1. **Automatic Prevention**: Layer 3 (process count validation) can prevent catastrophic process deletion automatically, without human intervention.

2. **Forensic Capability**: Layers 1 and 2 provide the data needed to determine root cause after an incident.

3. **Visibility**: Layers 4 and 5 make PM2 operations transparent in workflow logs.

4. **Fail-Safe Design**: Even if individual layers fail, other layers provide backup protection.

5. **Non-Breaking**: Safeguards are additive and do not change the existing filtering logic.

### Negative

1. **Increased Log Volume**: Additional logging increases workflow output size.

2. **Minor Performance Impact**: Extra PM2 commands add a few seconds to deployment time.

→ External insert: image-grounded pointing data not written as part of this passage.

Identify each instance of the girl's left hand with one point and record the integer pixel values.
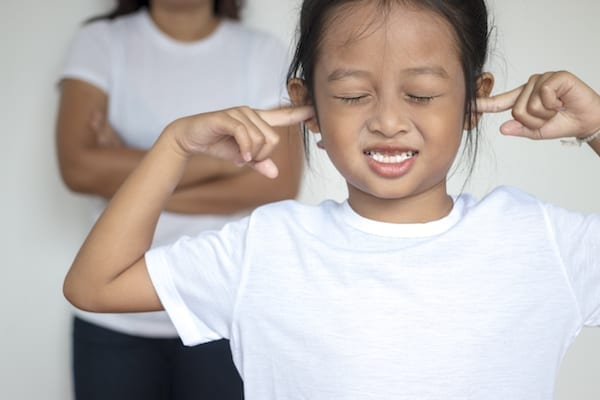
(549, 106)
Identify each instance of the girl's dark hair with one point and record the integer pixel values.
(468, 19)
(222, 8)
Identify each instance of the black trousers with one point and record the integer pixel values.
(109, 365)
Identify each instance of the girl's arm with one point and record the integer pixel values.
(109, 272)
(88, 167)
(549, 106)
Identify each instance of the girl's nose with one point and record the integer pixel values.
(389, 118)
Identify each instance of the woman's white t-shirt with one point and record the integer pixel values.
(151, 80)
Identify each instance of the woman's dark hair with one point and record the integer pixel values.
(468, 19)
(222, 8)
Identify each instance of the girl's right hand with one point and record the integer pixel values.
(241, 135)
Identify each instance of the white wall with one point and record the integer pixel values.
(42, 225)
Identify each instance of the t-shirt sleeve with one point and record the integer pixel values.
(577, 238)
(267, 73)
(197, 280)
(89, 56)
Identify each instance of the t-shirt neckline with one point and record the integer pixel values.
(418, 230)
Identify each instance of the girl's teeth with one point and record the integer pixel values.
(390, 159)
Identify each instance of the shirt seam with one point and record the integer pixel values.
(562, 265)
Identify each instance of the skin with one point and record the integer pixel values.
(93, 159)
(109, 273)
(398, 86)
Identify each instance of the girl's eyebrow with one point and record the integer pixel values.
(435, 70)
(428, 70)
(346, 73)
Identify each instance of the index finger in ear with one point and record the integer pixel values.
(286, 116)
(499, 103)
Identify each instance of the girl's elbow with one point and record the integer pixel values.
(80, 296)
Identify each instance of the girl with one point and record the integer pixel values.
(402, 291)
(126, 77)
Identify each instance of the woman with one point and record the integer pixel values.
(127, 75)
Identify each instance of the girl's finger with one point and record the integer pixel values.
(520, 110)
(271, 137)
(257, 137)
(536, 107)
(498, 103)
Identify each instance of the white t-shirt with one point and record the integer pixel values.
(151, 80)
(321, 303)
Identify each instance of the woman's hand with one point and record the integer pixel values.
(241, 135)
(549, 106)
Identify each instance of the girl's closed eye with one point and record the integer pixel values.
(351, 99)
(420, 99)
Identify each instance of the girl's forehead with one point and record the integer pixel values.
(400, 28)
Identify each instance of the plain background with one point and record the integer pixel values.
(42, 224)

3. **Threshold Tuning**: The threshold of 3 may need adjustment if the expected process count changes.

### Neutral

1. **Root Cause Still Unknown**: These safeguards mitigate the risk but do not definitively explain why the original incident occurred.

2. **No Structural Changes**: The underlying architecture (shared PM2 daemon) remains unchanged.

## Alternatives Considered

### PM2 Namespaces

PM2 supports namespaces to isolate groups of processes. This would provide complete isolation but requires:

- Changes to ecosystem config files
- Changes to all PM2 commands in workflows
- Potential breaking changes to monitoring and log aggregation

**Decision**: Deferred for future consideration. Current safeguards provide adequate protection.

### Separate PM2 Daemons

Running a separate PM2 daemon per application would eliminate cross-application risk entirely.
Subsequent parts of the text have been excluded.